The contraption sits atop a wooden crosspiece that spans the hole. The spring, like the kind on a screen door, is bent down and locked to a trigger mechanism. Think mousetrap. When a fish strikes, the spring springs and the small flag flips skyward to alert the fisherman, who is most likely off drilling another hole.

“As soon as the flag pops up, I’m running,” Grisham said.

He told me how ice fishing had hooked him starting at age 8. His father introduced him to it, he said, as he pulled a sled filled with the sport’s accoutrements along the ice to the next hole. He took one of the small fishing rod-and-reels from the sled and lowered the line into the hole in a process called “sounding,” that is, determining how far the surface of the ice — it’s at least six inches thick these days — was from the bottom.

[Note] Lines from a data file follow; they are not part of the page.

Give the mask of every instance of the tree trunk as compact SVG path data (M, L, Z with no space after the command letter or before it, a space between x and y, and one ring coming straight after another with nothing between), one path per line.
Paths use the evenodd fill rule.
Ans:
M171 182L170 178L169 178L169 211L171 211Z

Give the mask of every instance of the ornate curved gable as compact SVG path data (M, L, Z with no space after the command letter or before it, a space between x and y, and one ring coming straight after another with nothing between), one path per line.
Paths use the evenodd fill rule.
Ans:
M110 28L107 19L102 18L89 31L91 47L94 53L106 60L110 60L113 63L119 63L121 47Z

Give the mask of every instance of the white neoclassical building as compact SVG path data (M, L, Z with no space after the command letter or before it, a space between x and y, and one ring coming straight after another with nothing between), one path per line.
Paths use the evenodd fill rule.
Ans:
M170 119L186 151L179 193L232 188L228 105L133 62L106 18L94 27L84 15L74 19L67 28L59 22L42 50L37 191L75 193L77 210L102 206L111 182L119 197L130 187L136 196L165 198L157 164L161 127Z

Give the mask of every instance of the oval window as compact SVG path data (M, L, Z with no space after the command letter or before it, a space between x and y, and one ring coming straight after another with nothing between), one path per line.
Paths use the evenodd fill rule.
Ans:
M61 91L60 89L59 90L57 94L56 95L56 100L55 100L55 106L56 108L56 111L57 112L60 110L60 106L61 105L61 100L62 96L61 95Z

He said he was preparing the holes and setting the tip-ups in anticipation of his father’s arrival with baitfish purchased at a tackle shop in Riverhead. “When my bait gets here — ahh. I can’t wait.”

Grisham said he was hoping to catch walleye, or largemouth bass, but would also be going for carp, a vegetarian fish that will go after bread bait. Carp grow to well over 10 pounds in the pond.

“I don’t kill any of the fish I catch,” he said, although, in his opinion, carp should be culled from local freshwater bodies. They tend to crowd out other species. “Hook Pond used to be my favorite, but it’s filled with carp now.”

Grisham said he also works Fresh Pond (also called Hidden Pond) in Hither Woods, Montauk, where, he said, a friend had caught a “three-pound bass and a four-pound pickerel” through the ice the day before.

“My favorite is Fresh Pond in South­ampton,” he said, although Southampton was proprietary about its freshwater. While fishing in most freshwater bodies on Long Island is managed for all state residents by the State Department of Environmental Conservation, South­amp­­ton keeps theirs for locals only.

A resident permit is required, although a “plus one” that accommodates a visitor is available, and outsiders are able to hire a local guide to take them fishing. Grisham said he was aiming at getting a guide license, as well as a freshwater bass boat. That’s the big, expensive dream, and when it comes true, he will take the boat “all over.” He already knows many of New York’s freshwater fishing haunts.

I left him as he prepared a “live well” in the ice by using his auger to drill several connecting holes halfway through the ice, then punching a small hole through to the water. The water fills the well, and the well holds the fish until photos can be taken and they’re released.

Snow began to fall hard Sunday afternoon. I returned late in the day. I could barely make out two figures, one kneeling, one standing — Devon Gri­sham and his dad. I walked out. A string of holes stretched across the pond and it was getting dark. No fish had been caught. Devon’s dad was ready to call it a day. Devon said, no, not yet.

It was clear, as the snow fell like a white shroud on the pond, that Devon’s hope that the tip-up’s red flags would spring to attention springs eternal.